As the Wall Street Journal reported four years ago, attempts to connect to websites belonging to Egyptian ISPs—EgyptWeb, TeData and Purenet—failed.
France Telecom, Orange’s original owner, confirmed that Egyptian authorities had taken “measures to block mobile phone services,” and apologized to the customers of Mobinil, the Egyptian Company for Mobile Services, of which Orange S.A. owns 98.92%.
Considering that Mobinil had an estimated 34 million Egyptian subscribers, it is clear why the name Orange was interchangeable with the idea of mobile phone service in Egypt, and why the betrayal, just when its services were needed the most, has left such deep-seated anger among Egyptians.
According to a Vodafone statement, mobile operators in Egypt were told “to suspend services in parts of Egypt. Under Egyptian legislation, the authorities have the right to issue such an order and we are obliged to comply with it.”
The mobile companies capitulated without even an attempt to stand up to the embattled dictator Mubarak.
Many in Egypt noted that, in 2009, when Iranian youth and intellectuals had taken to the streets, it took forever to get online, due to government trickery, but you eventually got your message through using Google’s DNS and VPNs.

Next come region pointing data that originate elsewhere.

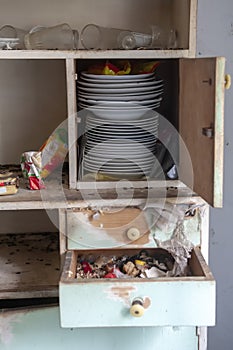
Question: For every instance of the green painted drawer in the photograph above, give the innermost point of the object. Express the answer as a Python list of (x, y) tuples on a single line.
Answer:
[(177, 301)]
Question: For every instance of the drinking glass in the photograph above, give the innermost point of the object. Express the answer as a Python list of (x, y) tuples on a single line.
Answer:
[(96, 37), (10, 32), (59, 37)]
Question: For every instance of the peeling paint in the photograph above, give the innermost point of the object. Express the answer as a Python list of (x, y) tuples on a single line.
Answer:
[(122, 294), (6, 327), (146, 302)]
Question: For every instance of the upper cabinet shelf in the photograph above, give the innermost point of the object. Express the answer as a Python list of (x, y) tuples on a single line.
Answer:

In Cairo, it was a complete shutdown.
Renesys, an Internet intelligence company, reported “the virtually simultaneous withdrawal of all routes to Egyptian networks in the Internet’s global routing table… an action unprecedented in Internet history.”
As luck would have it, eventually the Egyptian authorities ordered Orange’s arch-rival Vodafone to switch its network back on, so the secret service could send out unsolicited text messages.
At that point, Vodafone rediscovered its backbone, and announced that the Egyptian government had forced it to send pro-Hosni Mubarak text messages to their customers. Vodafone said it protested to the authorities that it finds these messages is unacceptable.
Regardless of whether or not that series of events actually caused the shift in that country’s telecom business, the fact is that, as of 2011, Vodafone has become the leader in Egypt’s telecom market, with the largest customer base and revenue share.
Stephane Richard is probably not the completely rabid anti-Semite some have made him up to be. As he himself admitted, for him, the move to unload Israeli customers is just business.
If Orange wants to reinvigorate its Egyptian business, it must first mend the bridges it burned four years ago.
And what better way to become the darling of Egyptian consumers once again than by dumping on Israel and capitalizing on Egyptian anti-Semitism.